TSC reset compensation [Kernel]

Prev: Fix a possible backwards warp of kvmclock
Next: [PATCH] perf: excluding "." and ".." directories when calculating tids.

From: Avi Kivity on 15 Jun 2010 05:00

On 06/15/2010 10:34 AM, Zachary Amsden wrote:
> Attempt to synchronize TSCs which are reset to the same value. In the
> case of a reliable hardware TSC, we can just re-use the same offset, but
> on non-reliable hardware, we can get closer by adjusting the offset to
> match the elapsed time.
>
>

Answers a question from earlier.

I wonder about guests that might try to be clever an compensate for the
IPI round trip, so not writing the same value. On the other hand,
really clever guests will synchronize though memory, not an IPI.

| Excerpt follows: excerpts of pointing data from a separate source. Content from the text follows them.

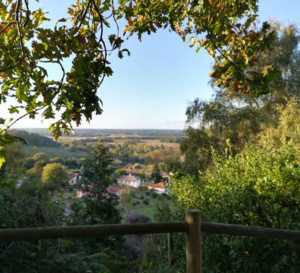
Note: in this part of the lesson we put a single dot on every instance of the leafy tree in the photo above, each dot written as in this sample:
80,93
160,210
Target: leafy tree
29,162
99,207
259,187
155,174
126,194
26,45
55,176
37,169
15,158
240,117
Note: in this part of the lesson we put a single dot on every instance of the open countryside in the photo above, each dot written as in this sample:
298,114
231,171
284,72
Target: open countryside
214,188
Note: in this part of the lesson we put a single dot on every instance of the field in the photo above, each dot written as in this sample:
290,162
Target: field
137,199
55,151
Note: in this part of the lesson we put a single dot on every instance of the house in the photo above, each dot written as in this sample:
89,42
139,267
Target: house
130,180
132,172
80,193
159,188
166,177
116,191
73,178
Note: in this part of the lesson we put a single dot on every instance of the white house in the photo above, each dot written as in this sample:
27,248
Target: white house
130,180
159,188
73,178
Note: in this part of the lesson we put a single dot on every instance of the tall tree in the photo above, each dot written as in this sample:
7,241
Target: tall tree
240,117
99,206
54,176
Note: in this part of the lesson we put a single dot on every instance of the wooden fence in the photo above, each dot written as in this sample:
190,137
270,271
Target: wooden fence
192,227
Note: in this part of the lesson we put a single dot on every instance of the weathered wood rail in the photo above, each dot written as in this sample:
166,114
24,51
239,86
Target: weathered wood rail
192,227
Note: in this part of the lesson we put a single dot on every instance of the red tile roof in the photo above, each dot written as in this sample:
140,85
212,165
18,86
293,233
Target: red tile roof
159,185
113,190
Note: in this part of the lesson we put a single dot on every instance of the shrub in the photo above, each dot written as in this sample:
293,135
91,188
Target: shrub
143,188
154,195
160,198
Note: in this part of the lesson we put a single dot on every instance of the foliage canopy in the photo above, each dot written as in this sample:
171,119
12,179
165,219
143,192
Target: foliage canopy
27,45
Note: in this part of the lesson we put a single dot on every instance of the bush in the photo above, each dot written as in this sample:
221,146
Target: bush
154,195
160,198
143,188
146,201
258,187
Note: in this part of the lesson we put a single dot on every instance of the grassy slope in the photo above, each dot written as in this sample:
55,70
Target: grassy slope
148,210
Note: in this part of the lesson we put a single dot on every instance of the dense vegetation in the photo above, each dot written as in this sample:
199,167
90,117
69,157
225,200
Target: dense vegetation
238,165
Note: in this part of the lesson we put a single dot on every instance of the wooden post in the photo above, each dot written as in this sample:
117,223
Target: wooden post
193,242
170,246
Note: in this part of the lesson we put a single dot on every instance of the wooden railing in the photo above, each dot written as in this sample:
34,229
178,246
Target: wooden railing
192,227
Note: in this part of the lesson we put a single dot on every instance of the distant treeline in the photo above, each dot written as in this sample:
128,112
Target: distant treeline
108,132
35,139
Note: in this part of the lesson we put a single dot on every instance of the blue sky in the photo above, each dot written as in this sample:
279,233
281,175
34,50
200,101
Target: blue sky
152,87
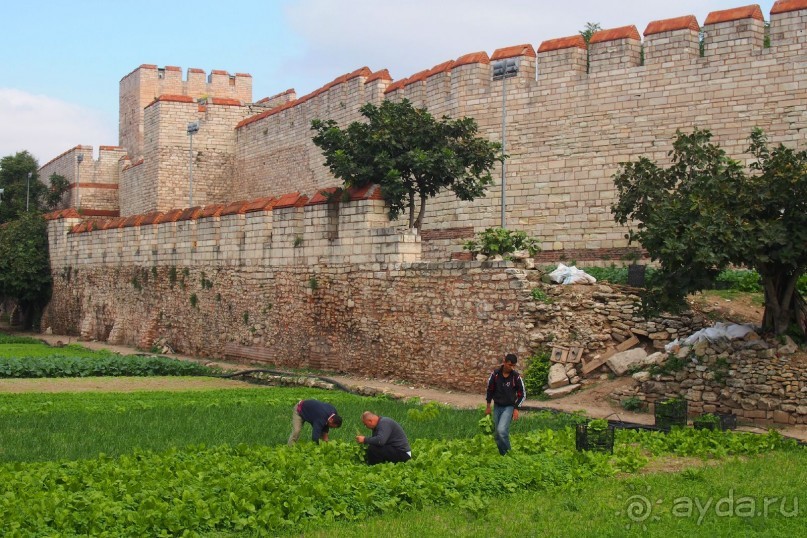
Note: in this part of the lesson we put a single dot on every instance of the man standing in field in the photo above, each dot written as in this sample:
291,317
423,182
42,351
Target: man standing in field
322,417
388,443
506,390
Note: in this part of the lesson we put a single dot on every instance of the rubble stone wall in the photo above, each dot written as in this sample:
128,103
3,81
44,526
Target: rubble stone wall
750,378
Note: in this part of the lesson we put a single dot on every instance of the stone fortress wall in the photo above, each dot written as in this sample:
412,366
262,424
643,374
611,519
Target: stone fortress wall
567,130
95,181
295,274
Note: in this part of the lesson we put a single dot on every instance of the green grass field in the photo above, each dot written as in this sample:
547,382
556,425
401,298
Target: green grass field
214,463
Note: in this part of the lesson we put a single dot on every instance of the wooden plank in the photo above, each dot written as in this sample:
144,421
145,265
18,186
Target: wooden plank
251,353
593,364
627,344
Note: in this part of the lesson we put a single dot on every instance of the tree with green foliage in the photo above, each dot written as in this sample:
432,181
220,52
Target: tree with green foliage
410,154
25,265
587,33
590,29
22,193
704,213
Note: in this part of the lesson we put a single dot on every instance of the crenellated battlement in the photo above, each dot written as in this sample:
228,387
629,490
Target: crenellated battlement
573,113
292,229
161,177
95,181
568,126
148,82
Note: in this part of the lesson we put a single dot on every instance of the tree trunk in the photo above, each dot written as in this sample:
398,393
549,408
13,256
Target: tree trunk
411,210
421,213
784,306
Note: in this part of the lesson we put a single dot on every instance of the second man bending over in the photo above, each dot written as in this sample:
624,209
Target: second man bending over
388,442
322,417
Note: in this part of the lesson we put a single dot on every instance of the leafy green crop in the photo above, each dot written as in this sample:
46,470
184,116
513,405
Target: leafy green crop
64,365
262,489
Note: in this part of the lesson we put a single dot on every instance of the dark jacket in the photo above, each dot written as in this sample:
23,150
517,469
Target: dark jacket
504,391
317,413
388,433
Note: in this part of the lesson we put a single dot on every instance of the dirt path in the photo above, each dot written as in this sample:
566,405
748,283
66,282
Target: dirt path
593,399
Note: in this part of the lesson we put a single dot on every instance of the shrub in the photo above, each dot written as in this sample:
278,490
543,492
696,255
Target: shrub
539,295
739,280
536,375
500,241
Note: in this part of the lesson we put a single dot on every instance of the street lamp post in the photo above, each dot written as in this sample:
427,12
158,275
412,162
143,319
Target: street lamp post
28,191
79,159
193,128
502,70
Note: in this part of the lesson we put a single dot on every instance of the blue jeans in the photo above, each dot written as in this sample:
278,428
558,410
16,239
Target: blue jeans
502,417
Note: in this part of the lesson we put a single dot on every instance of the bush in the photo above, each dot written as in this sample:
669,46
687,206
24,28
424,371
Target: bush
540,295
739,280
634,403
536,375
500,241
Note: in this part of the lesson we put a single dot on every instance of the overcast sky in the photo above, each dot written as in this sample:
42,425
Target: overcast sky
61,62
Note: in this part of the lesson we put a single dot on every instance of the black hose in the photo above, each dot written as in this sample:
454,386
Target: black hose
333,382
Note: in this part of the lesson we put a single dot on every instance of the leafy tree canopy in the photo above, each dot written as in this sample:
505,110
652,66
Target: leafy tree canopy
25,264
705,213
21,193
409,154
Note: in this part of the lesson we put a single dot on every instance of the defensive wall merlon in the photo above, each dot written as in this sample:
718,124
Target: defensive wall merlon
147,82
94,180
738,31
330,227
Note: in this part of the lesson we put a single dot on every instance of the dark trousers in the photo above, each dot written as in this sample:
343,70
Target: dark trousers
383,454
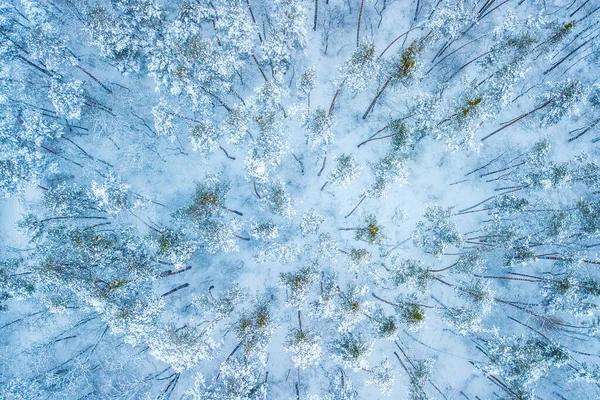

> Signed-off-by: Zachary Amsden<zamsden(a)redhat.com>
> ---
> arch/x86/kvm/x86.c | 34 ++++++++++++++++++++++++++++++++--
> 1 files changed, 32 insertions(+), 2 deletions(-)
>
> diff --git a/arch/x86/kvm/x86.c b/arch/x86/kvm/x86.c
> index 8e836e9..cedb71f 100644
> --- a/arch/x86/kvm/x86.c
> +++ b/arch/x86/kvm/x86.c
> @@ -937,14 +937,44 @@ static inline void kvm_request_guest_time_update(struct kvm_vcpu *v)
> set_bit(KVM_REQ_CLOCK_SYNC,&v->requests);
> }
>
> +static inline int kvm_tsc_reliable(void)
> +{
> + return (boot_cpu_has(X86_FEATURE_CONSTANT_TSC)&&
> + boot_cpu_has(X86_FEATURE_NONSTOP_TSC)&&
> + !check_tsc_unstable());
> +}
> +
> void guest_write_tsc(struct kvm_vcpu *vcpu, u64 data)
> {
> struct kvm *kvm = vcpu->kvm;
> - u64 offset;
> + u64 offset, ns, elapsed;
>
> spin_lock(&kvm->arch.tsc_write_lock);
> offset = data - native_read_tsc();
> - kvm->arch.last_tsc_nsec = get_kernel_ns();
> + ns = get_kernel_ns();
> + elapsed = ns - kvm->arch.last_tsc_nsec;
> +
> + /*
> + * Special case: identical write to TSC within 5 seconds of
> + * another CPU is interpreted as an attempt to synchronize
> + * (the 5 seconds is to accomodate host load / swapping).
> + *
> + * In that case, for a reliable TSC, we can match TSC offsets,
> + * or make a best guest using kernel_ns value.
> + */
> + if (data == kvm->arch.last_tsc_write&& elapsed< 5 * NSEC_PER_SEC) {
>

5e9 will overflow on i386.

> + if (kvm_tsc_reliable()) {
> + offset = kvm->arch.last_tsc_offset;
> + pr_debug("kvm: matched tsc offset for %llu\n", data);
> + } else {
> + u64 tsc_delta = elapsed * __get_cpu_var(cpu_tsc_khz);
> + tsc_delta = tsc_delta / USEC_PER_SEC;
> + offset -= tsc_delta;
> + pr_debug("kvm: adjusted tsc offset by %llu\n", tsc_delta);
> + }
> + ns = kvm->arch.last_tsc_nsec;
> + }
> + kvm->arch.last_tsc_nsec = ns;
>

Shouldn't we check that the older write was on a different vcpu?

--
error compiling committee.c: too many arguments to function

--
To unsubscribe from this list: send the line "unsubscribe linux-kernel" in
the body of a message to majordomo(a)vger.kernel.org
More majordomo info at http://vger.kernel.org/majordomo-info.html
Please read the FAQ at http://www.tux.org/lkml/

From: Zachary Amsden on 15 Jun 2010 16:40

On 06/14/2010 10:51 PM, Avi Kivity wrote:
> On 06/15/2010 10:34 AM, Zachary Amsden wrote:
>> Attempt to synchronize TSCs which are reset to the same value. In the
>> case of a reliable hardware TSC, we can just re-use the same offset, but
>> on non-reliable hardware, we can get closer by adjusting the offset to
>> match the elapsed time.
>>
>
> Answers a question from earlier.
>
> I wonder about guests that might try to be clever an compensate for
> the IPI round trip, so not writing the same value. On the other hand,
> really clever guests will synchronize though memory, not an IPI.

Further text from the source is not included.